Passage au crible n° 128

Temple of Baal Shamin PalmyraSource: Wikipedia

Avec la prise de Palmyre par les troupes de l’État Islamique en Irak et au Levant (EIIL ou Daesh en arabe) en mai dernier, un des sites les plus prestigieux de l’Antiquité se trouve désormais menacé de disparition. Cet événement témoigne des mobiles idéologiques de ce califat autoproclamé contre les édifices culturels.

Rappel historique
Cadrage théorique
Analyse
Références

Rappel historique
Ces dernières années, les atteintes contre des monuments religieux par divers groupes se revendiquant de l’islam radical, se sont multipliées.

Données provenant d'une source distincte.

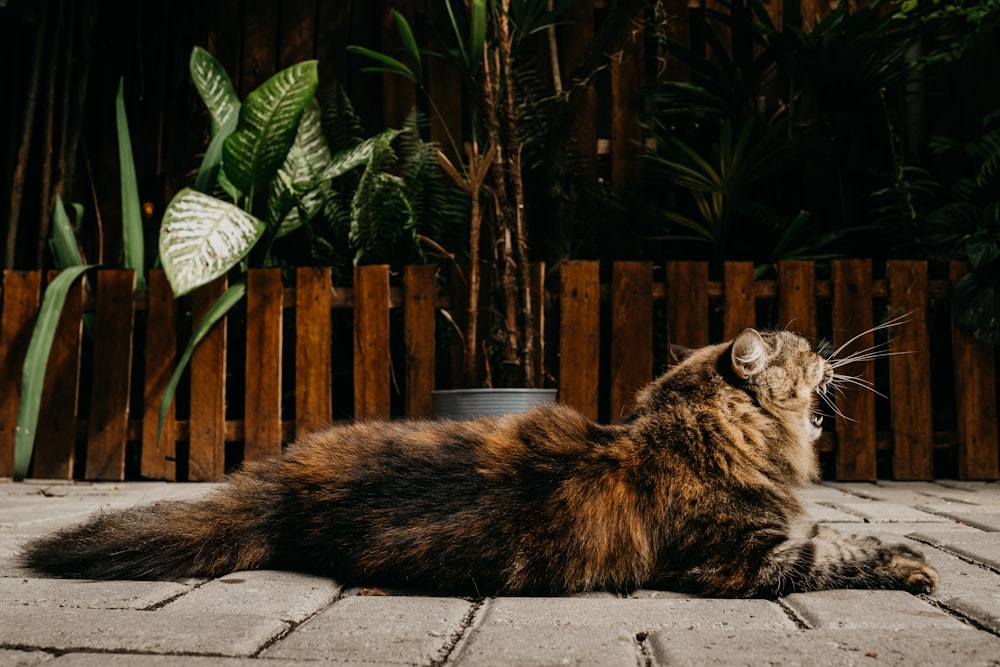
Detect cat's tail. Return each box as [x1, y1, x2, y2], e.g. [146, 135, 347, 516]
[20, 484, 280, 580]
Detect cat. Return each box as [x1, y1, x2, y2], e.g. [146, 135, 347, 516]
[22, 329, 938, 598]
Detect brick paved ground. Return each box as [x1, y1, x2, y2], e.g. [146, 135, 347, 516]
[0, 481, 1000, 667]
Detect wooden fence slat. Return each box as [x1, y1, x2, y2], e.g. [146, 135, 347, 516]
[243, 268, 282, 461]
[886, 260, 934, 480]
[722, 262, 757, 340]
[188, 276, 229, 482]
[33, 271, 83, 479]
[610, 262, 653, 421]
[667, 262, 708, 348]
[778, 261, 816, 340]
[354, 264, 390, 419]
[295, 266, 333, 438]
[559, 261, 596, 419]
[86, 269, 135, 480]
[949, 262, 1000, 479]
[833, 259, 876, 481]
[139, 269, 177, 481]
[529, 262, 545, 388]
[0, 271, 42, 477]
[403, 264, 437, 418]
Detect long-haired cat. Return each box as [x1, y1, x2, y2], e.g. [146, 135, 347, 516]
[23, 329, 938, 597]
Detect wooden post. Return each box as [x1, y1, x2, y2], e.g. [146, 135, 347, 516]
[559, 262, 601, 419]
[778, 261, 816, 341]
[722, 262, 757, 340]
[188, 276, 229, 482]
[86, 269, 135, 480]
[886, 260, 934, 480]
[949, 262, 1000, 479]
[667, 262, 708, 348]
[140, 269, 177, 480]
[243, 268, 282, 461]
[295, 266, 333, 438]
[403, 264, 437, 418]
[833, 259, 875, 481]
[611, 262, 653, 421]
[34, 271, 83, 479]
[354, 264, 390, 419]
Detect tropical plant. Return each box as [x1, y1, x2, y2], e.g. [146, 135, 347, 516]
[14, 81, 146, 480]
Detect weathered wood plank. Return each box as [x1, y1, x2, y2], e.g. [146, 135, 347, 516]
[778, 261, 816, 341]
[32, 271, 83, 479]
[610, 262, 653, 421]
[403, 264, 437, 418]
[559, 261, 601, 419]
[667, 262, 708, 348]
[886, 260, 934, 480]
[188, 276, 229, 482]
[833, 259, 876, 481]
[722, 262, 757, 340]
[529, 262, 545, 388]
[354, 264, 390, 419]
[949, 262, 1000, 479]
[85, 269, 135, 480]
[243, 268, 282, 461]
[295, 266, 333, 438]
[0, 271, 42, 477]
[139, 269, 177, 481]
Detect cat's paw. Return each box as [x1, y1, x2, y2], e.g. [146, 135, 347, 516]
[887, 544, 938, 593]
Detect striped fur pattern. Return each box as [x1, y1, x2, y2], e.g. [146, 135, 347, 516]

On peut citer le dynamitage des Bouddhas de Bamyan, en 2001, sous le régime afghan des Taliban, ou rappeler celui des mausolées musulmans de Tombouctou, en 2012, par les rebelles en lutte contre le régime malien durant leur occupation de la ville. À ces événements, s’ajoute l’instabilité politique de l’Égypte et de la Libye ; une situation qui a favorisé le pillage de nombreux musées et sites archéologiques, pour des raisons d’ordre aussi bien mercantiles que religieux.
Par ailleurs, les guerres civiles en Irak et en Syrie ont créé les conditions d’un établissement durable de l’EIIL dans certaines zones de ces deux pays. Or, 4 500 sites archéologiques se trouveraient sur le territoire occupé par cette entité. Ses partisans se sont attaqués à des sites mésopotamiens, mais aussi à des lieux de culte musulman comme le tombeau de Jonas à Mossoul. En Syrie, 90% des destructions ont porté sur des artefacts islamiques tels que des tombes, des autels et des mosquées, ceux-ci datant des XIIIe et XIVe siècles. Depuis la fin du mois de février 2015, les saccages perpétrés dans le musée de Mossoul ainsi que sur les sites assyrien et parthe de Nimroud et de Hatra ont été soigneusement filmés et diffusés sur les réseaux sociaux. Ces dévastations ont provoqué la consternation des opinions occidentales ainsi que la condamnation de l’UNESCO qui s’avère, par ailleurs, impuissante à assurer la protection de ces édifices classés au patrimoine mondial.

Cadrage théorique
Une réaction contre la pluralisation du monde. La mondialisation engendre une « pluralisation » (Cerny) des sociétés modernes. En favorisant les flux et mouvements transnationaux en termes culturel et socio-économique, elle provoque des réactions de repli identitaire avec rejet de l’autre, emblématique d’une « brutalisation du monde » (Laroche). En l’espèce, les vandalisations de monuments perpétrées par l’EIIL visent – au nom d’un islam purifié, extrémiste et dogmatique – à faire table rase des spécificités et des syncrétismes, présents et passés.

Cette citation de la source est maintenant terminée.